Since Chinese physicians earn a premium for prescribing medications, their patients are, in general, over prescribed drugs, in addition to receiving unnecessary screenings and treatments. The Chinese are banking on a shift to pay-for-performance (P4P) and global budgets—essentially a salary-- to reduce costs and improve quality. P4P measures include incentivizing primary care providers to increase vaccination, education, maternal and child care, home visits, and the control of infectious disease. Village clinics that put docs on salary also add incentives for improving community health status, and providing basic preventive care. This of course suggests that some measures of community health status must be in place, which is also a good thing.

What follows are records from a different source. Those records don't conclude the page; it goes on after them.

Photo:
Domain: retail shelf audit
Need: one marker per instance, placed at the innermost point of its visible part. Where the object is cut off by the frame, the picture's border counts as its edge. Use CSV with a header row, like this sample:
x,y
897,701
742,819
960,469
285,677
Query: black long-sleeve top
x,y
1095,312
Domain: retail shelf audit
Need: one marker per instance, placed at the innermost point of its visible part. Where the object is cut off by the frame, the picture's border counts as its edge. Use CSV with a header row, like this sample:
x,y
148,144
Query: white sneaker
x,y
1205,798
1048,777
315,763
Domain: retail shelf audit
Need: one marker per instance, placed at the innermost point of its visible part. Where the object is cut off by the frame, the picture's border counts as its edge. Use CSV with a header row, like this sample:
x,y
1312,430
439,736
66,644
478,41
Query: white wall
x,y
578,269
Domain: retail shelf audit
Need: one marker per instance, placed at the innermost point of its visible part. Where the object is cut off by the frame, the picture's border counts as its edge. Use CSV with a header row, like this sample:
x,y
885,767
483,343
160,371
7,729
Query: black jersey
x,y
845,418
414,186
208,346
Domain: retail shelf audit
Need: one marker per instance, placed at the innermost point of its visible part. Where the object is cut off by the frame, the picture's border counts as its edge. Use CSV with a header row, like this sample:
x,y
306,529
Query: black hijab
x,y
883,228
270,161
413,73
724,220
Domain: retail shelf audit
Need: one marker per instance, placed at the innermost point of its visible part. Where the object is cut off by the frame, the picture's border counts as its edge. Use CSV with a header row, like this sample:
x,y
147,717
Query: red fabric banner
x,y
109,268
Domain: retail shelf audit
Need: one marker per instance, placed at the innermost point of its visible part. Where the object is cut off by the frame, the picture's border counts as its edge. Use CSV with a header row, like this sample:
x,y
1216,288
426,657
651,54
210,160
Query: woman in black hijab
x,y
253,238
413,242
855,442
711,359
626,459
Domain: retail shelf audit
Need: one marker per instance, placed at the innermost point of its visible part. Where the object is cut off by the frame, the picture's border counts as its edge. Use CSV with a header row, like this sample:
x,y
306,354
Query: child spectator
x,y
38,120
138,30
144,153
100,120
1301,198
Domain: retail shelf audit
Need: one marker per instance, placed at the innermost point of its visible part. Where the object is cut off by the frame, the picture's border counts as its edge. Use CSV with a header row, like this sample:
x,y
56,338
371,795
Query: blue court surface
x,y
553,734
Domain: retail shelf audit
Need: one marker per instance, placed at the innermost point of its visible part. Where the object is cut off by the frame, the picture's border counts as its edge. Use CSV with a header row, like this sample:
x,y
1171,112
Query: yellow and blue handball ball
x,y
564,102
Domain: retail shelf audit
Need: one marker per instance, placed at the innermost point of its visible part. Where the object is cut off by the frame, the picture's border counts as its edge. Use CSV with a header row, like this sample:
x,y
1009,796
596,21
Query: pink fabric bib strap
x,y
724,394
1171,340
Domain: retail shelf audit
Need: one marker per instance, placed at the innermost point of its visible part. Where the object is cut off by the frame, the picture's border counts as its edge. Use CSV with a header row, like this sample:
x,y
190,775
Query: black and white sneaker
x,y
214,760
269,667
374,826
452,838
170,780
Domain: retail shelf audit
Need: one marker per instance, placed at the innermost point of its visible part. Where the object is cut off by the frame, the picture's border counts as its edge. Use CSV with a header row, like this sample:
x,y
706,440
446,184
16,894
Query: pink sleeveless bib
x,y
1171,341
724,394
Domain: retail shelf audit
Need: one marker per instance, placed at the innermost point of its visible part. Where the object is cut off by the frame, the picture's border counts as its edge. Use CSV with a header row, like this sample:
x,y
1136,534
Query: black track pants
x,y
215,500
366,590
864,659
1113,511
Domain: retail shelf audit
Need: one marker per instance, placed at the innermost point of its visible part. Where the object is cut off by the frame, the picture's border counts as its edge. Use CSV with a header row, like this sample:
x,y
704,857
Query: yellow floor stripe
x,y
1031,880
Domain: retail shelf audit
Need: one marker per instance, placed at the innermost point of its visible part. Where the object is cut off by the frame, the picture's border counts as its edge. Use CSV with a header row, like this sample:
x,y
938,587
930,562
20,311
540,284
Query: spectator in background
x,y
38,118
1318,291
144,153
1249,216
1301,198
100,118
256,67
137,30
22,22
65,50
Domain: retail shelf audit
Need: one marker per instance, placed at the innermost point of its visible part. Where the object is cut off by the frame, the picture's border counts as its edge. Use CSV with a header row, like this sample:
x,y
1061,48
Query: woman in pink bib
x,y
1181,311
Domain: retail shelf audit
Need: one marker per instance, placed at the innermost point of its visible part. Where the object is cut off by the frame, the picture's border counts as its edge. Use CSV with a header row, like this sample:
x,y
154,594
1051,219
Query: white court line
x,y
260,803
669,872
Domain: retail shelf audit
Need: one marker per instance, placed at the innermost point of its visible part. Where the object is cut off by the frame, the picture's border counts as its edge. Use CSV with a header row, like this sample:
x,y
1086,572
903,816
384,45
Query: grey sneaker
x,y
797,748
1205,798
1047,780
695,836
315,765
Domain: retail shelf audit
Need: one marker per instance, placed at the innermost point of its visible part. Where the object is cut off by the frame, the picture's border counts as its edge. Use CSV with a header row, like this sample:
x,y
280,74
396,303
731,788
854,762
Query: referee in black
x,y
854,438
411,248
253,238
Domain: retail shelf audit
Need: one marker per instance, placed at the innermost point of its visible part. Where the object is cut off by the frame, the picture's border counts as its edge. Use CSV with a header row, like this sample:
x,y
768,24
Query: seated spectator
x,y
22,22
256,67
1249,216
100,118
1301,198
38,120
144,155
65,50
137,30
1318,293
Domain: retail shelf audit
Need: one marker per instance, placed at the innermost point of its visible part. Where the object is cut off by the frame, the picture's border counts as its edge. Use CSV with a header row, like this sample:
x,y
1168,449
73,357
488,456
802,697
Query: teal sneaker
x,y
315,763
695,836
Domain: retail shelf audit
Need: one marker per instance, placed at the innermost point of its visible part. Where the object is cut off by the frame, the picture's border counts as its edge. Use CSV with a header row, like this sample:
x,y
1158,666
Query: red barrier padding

Hospitals are being encouraged to curb over-utilization by following treatment protocols spelling out recommendations such as minimum length of stay, and the types of drugs, surgeries and services that are best able to diagnose and treat specific conditions. One hospital that implemented such measures managed to reduce expenditures on the treatment of 128 different diseases by 33% over two years. Perhaps coincidently, it has been estimated that about 30% of elective procedures in the US, such as non-emergency angiography, are also unnecessary.

The Chinese health policy reforms will require rigorous and evidenced-based analysis to determine whether it succeeds in achieving the ultimate goal of any health system: To improve the health status of the population in an equitable and sustainable manner. Even nations whose health systems are the envy of the world, such as Sweden, are struggling to meet those goals. In the meantime, the possibility that payment reforms can lead to improvement in health care quality and population health should be an encouraging prognosis for everyone.